Le habían tomado la presión sanguínea y le habían cambiado los vendajes. Una enfermera joven se había encargado de ello y mientras tanto no había podido mantener los ojos apartados de su frente, por lo que Arkady decidió que probablemente no era buena idea tener un espejo. Cuando la chica se marchó, sus ojos se desviaron hacia la televisión, donde terminaba un programa de dibujos animados y comenzaba un telediario: mejores condiciones en Chechenia, solidaridad fraternal con Bielorrusia, una nueva y sobria evaluación de la situación en Ucrania.
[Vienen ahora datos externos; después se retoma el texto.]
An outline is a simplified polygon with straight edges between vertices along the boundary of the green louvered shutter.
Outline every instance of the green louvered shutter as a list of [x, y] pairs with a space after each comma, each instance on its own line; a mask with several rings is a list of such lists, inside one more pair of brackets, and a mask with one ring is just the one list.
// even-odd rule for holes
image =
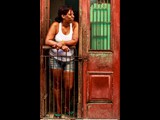
[[110, 18], [110, 3], [91, 4], [91, 50], [110, 50]]

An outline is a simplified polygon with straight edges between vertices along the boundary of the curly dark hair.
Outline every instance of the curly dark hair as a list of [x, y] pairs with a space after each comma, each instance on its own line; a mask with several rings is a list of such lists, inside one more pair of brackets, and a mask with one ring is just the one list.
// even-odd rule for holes
[[58, 10], [58, 16], [55, 18], [55, 21], [62, 22], [63, 19], [61, 15], [66, 15], [69, 10], [73, 10], [72, 7], [68, 5], [61, 6]]

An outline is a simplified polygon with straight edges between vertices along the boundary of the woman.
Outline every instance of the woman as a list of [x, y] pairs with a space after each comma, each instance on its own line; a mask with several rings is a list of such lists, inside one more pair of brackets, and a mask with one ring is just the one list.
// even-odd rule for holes
[[62, 80], [65, 89], [65, 112], [70, 113], [70, 94], [74, 82], [74, 50], [70, 46], [75, 46], [78, 42], [78, 22], [74, 21], [74, 12], [71, 7], [62, 6], [58, 10], [55, 22], [49, 28], [45, 44], [52, 46], [49, 54], [50, 68], [54, 81], [54, 97], [57, 109], [57, 116], [61, 110], [61, 85]]

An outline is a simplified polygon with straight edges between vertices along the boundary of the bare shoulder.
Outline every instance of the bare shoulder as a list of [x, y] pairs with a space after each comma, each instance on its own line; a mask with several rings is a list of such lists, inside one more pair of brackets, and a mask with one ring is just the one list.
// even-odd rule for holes
[[73, 21], [72, 24], [73, 24], [73, 28], [78, 27], [78, 22], [77, 21]]
[[54, 28], [55, 28], [55, 27], [58, 27], [58, 26], [59, 26], [59, 23], [58, 23], [58, 22], [53, 22], [51, 26], [54, 27]]
[[50, 30], [55, 31], [55, 33], [57, 33], [58, 32], [58, 27], [59, 27], [59, 23], [58, 22], [53, 22], [51, 24]]

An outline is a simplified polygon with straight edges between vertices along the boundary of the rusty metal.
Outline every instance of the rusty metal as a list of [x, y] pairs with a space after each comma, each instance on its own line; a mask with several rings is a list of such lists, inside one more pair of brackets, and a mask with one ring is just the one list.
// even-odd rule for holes
[[[52, 48], [52, 47], [50, 47], [50, 46], [46, 46], [46, 45], [44, 45], [44, 46], [42, 46], [42, 48], [43, 48], [43, 50], [44, 50], [44, 54], [43, 55], [41, 55], [41, 57], [44, 59], [44, 64], [45, 64], [45, 68], [44, 68], [44, 70], [45, 70], [45, 72], [46, 72], [46, 81], [48, 81], [47, 83], [48, 83], [48, 93], [47, 94], [45, 94], [45, 96], [44, 96], [44, 99], [45, 99], [45, 101], [46, 100], [48, 100], [47, 102], [49, 103], [49, 105], [48, 105], [48, 107], [47, 107], [47, 109], [45, 110], [45, 111], [47, 111], [47, 114], [44, 116], [44, 118], [54, 118], [54, 113], [55, 113], [55, 103], [54, 103], [54, 101], [55, 101], [55, 98], [54, 98], [54, 96], [53, 96], [53, 84], [54, 84], [54, 82], [52, 81], [52, 79], [51, 79], [51, 73], [50, 73], [50, 70], [48, 70], [49, 69], [49, 67], [48, 67], [48, 60], [49, 60], [49, 57], [51, 57], [49, 54], [48, 54], [48, 52], [49, 52], [49, 50]], [[82, 57], [78, 57], [78, 54], [77, 54], [77, 50], [76, 50], [76, 46], [71, 46], [70, 48], [73, 48], [74, 50], [75, 50], [75, 55], [74, 55], [74, 62], [83, 62], [83, 60], [86, 60], [87, 58], [82, 58]], [[76, 73], [76, 74], [78, 74], [78, 73]], [[62, 75], [62, 74], [61, 74]], [[48, 76], [48, 77], [47, 77]], [[74, 79], [76, 80], [77, 78], [76, 78], [76, 76], [77, 75], [74, 75]], [[75, 81], [74, 80], [74, 81]], [[74, 86], [73, 86], [73, 103], [72, 103], [72, 109], [73, 109], [73, 111], [75, 111], [75, 112], [77, 112], [77, 110], [78, 110], [78, 89], [76, 89], [76, 84], [78, 84], [78, 80], [77, 80], [77, 82], [74, 82]], [[61, 90], [62, 90], [62, 84], [61, 84]], [[65, 93], [64, 91], [61, 91], [61, 97], [62, 97], [62, 95], [63, 95], [63, 93]], [[48, 99], [47, 99], [48, 98]], [[69, 101], [69, 104], [70, 104], [70, 101]], [[62, 101], [61, 101], [61, 105], [62, 105]], [[62, 105], [63, 106], [63, 105]], [[69, 106], [69, 107], [71, 107], [71, 106]], [[61, 107], [61, 109], [62, 109], [62, 107]], [[64, 111], [64, 110], [62, 110], [62, 111]], [[64, 113], [66, 113], [66, 111], [64, 111]], [[68, 116], [69, 117], [69, 116]], [[69, 118], [77, 118], [77, 113], [73, 116], [73, 117], [69, 117]]]

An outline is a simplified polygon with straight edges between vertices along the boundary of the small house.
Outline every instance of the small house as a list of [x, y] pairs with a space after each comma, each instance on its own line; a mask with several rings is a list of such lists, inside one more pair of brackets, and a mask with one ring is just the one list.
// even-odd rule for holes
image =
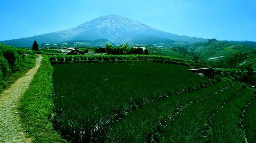
[[204, 75], [204, 76], [206, 76], [209, 77], [209, 78], [213, 79], [214, 79], [214, 69], [212, 68], [202, 68], [202, 69], [190, 69], [189, 71], [197, 73], [200, 75]]
[[77, 55], [77, 54], [84, 54], [84, 53], [78, 49], [75, 49], [69, 52], [67, 54], [68, 55]]

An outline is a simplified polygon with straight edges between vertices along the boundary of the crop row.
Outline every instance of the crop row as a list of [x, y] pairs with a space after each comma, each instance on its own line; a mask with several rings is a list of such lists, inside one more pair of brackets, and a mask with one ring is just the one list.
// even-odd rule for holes
[[253, 93], [248, 89], [243, 90], [210, 119], [209, 141], [213, 142], [243, 142], [245, 136], [239, 127], [240, 117], [246, 103]]
[[131, 109], [208, 82], [173, 64], [77, 63], [54, 68], [55, 124], [69, 140], [80, 142], [102, 136], [104, 125]]
[[188, 63], [181, 59], [167, 56], [153, 55], [50, 55], [52, 63], [70, 62], [97, 62], [134, 61], [165, 61], [182, 64], [189, 66]]
[[114, 123], [109, 127], [107, 142], [157, 142], [160, 133], [166, 128], [172, 128], [167, 122], [173, 120], [185, 107], [228, 85], [228, 83], [221, 82], [193, 92], [172, 96], [140, 107], [120, 122]]
[[244, 124], [246, 139], [247, 142], [254, 142], [256, 140], [256, 98], [254, 98], [246, 110]]
[[166, 124], [166, 129], [159, 135], [160, 142], [202, 142], [207, 117], [222, 103], [233, 98], [241, 90], [239, 85], [232, 85], [216, 93], [205, 100], [192, 104], [182, 111], [175, 120]]

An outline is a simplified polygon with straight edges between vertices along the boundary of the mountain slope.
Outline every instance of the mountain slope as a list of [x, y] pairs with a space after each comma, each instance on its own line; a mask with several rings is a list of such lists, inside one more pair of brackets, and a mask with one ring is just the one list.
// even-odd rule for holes
[[[139, 40], [138, 40], [139, 38]], [[188, 42], [206, 41], [202, 38], [179, 36], [163, 32], [141, 22], [120, 16], [101, 16], [76, 27], [28, 38], [1, 41], [14, 46], [31, 46], [34, 40], [38, 43], [56, 43], [70, 40], [94, 40], [106, 39], [116, 44], [127, 42], [132, 44], [143, 42], [170, 43], [173, 41]]]

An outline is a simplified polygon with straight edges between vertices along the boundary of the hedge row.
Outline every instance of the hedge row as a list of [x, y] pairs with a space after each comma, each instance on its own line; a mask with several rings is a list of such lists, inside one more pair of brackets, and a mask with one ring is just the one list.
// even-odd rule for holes
[[151, 61], [154, 62], [177, 64], [190, 66], [185, 61], [167, 56], [153, 55], [50, 55], [52, 64], [59, 63], [98, 63], [103, 62]]
[[20, 70], [23, 59], [28, 54], [34, 53], [0, 43], [0, 82], [11, 73]]

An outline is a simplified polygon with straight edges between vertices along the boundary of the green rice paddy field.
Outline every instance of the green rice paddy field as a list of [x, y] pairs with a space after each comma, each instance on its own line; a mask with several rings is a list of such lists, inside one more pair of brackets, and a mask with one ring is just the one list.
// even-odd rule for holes
[[[53, 65], [54, 124], [72, 142], [253, 142], [254, 93], [187, 66]], [[248, 135], [247, 135], [248, 133]]]

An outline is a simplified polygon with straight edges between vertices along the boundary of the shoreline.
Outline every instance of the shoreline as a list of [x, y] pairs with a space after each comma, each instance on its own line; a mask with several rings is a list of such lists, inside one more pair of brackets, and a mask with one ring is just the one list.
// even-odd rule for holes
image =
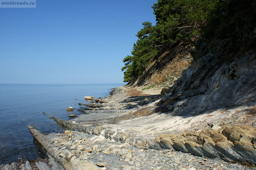
[[[189, 169], [207, 168], [211, 167], [212, 168], [254, 169], [240, 164], [226, 162], [218, 157], [206, 158], [204, 157], [194, 156], [191, 152], [189, 153], [187, 150], [183, 152], [175, 151], [177, 148], [174, 149], [173, 146], [171, 148], [171, 141], [166, 139], [161, 141], [165, 137], [158, 138], [160, 141], [157, 141], [156, 143], [158, 144], [156, 145], [156, 140], [159, 135], [170, 134], [172, 131], [165, 131], [163, 127], [161, 128], [157, 126], [151, 126], [159, 125], [160, 121], [168, 117], [169, 118], [174, 117], [173, 115], [166, 115], [160, 120], [154, 122], [157, 120], [156, 119], [164, 116], [164, 113], [159, 114], [154, 112], [160, 100], [160, 94], [146, 95], [140, 92], [141, 90], [139, 88], [131, 92], [129, 90], [134, 89], [124, 86], [114, 88], [112, 93], [112, 93], [110, 96], [102, 99], [102, 103], [90, 104], [91, 107], [87, 108], [92, 109], [85, 110], [89, 114], [79, 115], [70, 121], [53, 118], [58, 123], [67, 127], [70, 131], [65, 131], [64, 133], [52, 133], [46, 137], [42, 136], [42, 139], [38, 139], [38, 142], [41, 143], [49, 136], [49, 139], [51, 140], [47, 143], [49, 145], [52, 144], [52, 148], [58, 147], [60, 150], [70, 152], [69, 155], [74, 155], [72, 157], [75, 157], [75, 158], [77, 160], [82, 162], [86, 160], [85, 163], [82, 163], [81, 165], [84, 163], [89, 163], [90, 166], [95, 168], [112, 169], [117, 167], [119, 169]], [[146, 92], [149, 93], [148, 90]], [[97, 117], [95, 118], [96, 115]], [[137, 123], [137, 125], [134, 126], [134, 123]], [[205, 127], [205, 125], [202, 127]], [[180, 127], [179, 132], [174, 131], [173, 129], [171, 130], [176, 133], [182, 134], [187, 132], [188, 134], [189, 133], [188, 132], [188, 128], [189, 128], [190, 132], [193, 131], [191, 128]], [[36, 136], [40, 132], [32, 127], [29, 128], [37, 138]], [[159, 131], [162, 133], [159, 133]], [[196, 131], [194, 131], [196, 133]], [[65, 140], [62, 139], [62, 138], [65, 138]], [[85, 138], [87, 138], [83, 140]], [[168, 142], [166, 143], [167, 141], [169, 141], [169, 144]], [[169, 148], [167, 147], [168, 146]], [[55, 149], [52, 149], [55, 150]], [[184, 153], [186, 152], [189, 153]], [[66, 157], [68, 157], [69, 155]], [[65, 157], [58, 159], [59, 157], [58, 155], [52, 156], [59, 162], [61, 162], [61, 159]], [[192, 160], [193, 160], [192, 163], [191, 162]], [[69, 159], [67, 161], [71, 162], [73, 160]], [[100, 168], [99, 166], [95, 166], [97, 163], [104, 163], [104, 165], [106, 163], [107, 165]], [[63, 163], [60, 164], [66, 169], [70, 169], [70, 167]]]

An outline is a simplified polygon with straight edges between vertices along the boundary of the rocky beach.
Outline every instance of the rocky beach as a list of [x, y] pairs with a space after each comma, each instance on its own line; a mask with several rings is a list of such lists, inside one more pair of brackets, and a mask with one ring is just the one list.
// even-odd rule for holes
[[68, 129], [63, 133], [44, 135], [29, 127], [49, 159], [1, 169], [255, 169], [255, 144], [249, 151], [238, 149], [239, 142], [255, 140], [255, 128], [239, 125], [231, 113], [157, 112], [161, 88], [141, 88], [121, 87], [89, 105], [79, 103], [85, 113], [71, 120], [50, 116]]

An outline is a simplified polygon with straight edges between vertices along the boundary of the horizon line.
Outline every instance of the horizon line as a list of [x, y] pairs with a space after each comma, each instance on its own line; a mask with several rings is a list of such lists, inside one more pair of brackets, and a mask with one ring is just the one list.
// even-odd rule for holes
[[127, 83], [92, 83], [87, 84], [35, 84], [35, 83], [0, 83], [0, 85], [111, 85], [111, 84], [120, 84]]

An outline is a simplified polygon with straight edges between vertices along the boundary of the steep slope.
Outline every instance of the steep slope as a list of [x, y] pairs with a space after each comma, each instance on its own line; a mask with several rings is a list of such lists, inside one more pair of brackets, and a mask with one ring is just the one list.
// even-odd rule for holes
[[193, 58], [191, 52], [194, 48], [189, 42], [174, 44], [160, 57], [152, 60], [146, 72], [130, 85], [166, 86], [174, 83], [191, 64]]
En el plano internacional existía un perceptible alivio porque Rusia hubiese vuelto a asumir su tradicional papel dominante y hubiera devuelto el equilibrio al orden mundial. En la propia Rusia, las encuestas demostraban que la confianza del público aumentaba y que la gente se mostraba unida ante el terrorismo. Nikolai Isakov hablaba en un mitin al aire libre del partido ultranacionalista de los Patriotas Rusos.
—Tver otra vez.
Elena Ilyichnina regresó a la cabecera de la cama de Arkady.
—¿Cómo lo sabe?
En la pantalla, Arkady sólo veía la multitud que había acudido al acto político.
—Soy de Tver.
La ciudad se encontraba en la ruta de Moscú a San Petersburgo. Aparte de ese dato, Arkady no sabía nada acerca de Tver.
—¿Suele ir allí con frecuencia?
—Tomo el tren todos los viernes cuando salgo del trabajo.
—Es un tren lento en plena noche. ¿Por qué no viajar en coche el sábado por la mañana?
—Si tuviese un coche, lo haría. Suena lujoso.
—¿Tiene un amigo allí?
—No. Mi madre está en el hospital, no muriéndose realmente, pero casi. Trabajo allí los fines de semana para asegurarme de que el personal la trata bien. Eso es suficiente para mí. —La mujer dirigió su atención al televisor, donde un cuerpo de muchachos estaba vestido con uniformes de camuflaje del ejército—. Tver es una ciudad muy patriótica.
Las banderas ondeaban al viento, una exhibición colorida, aunque Arkady no podía nombrar los colores.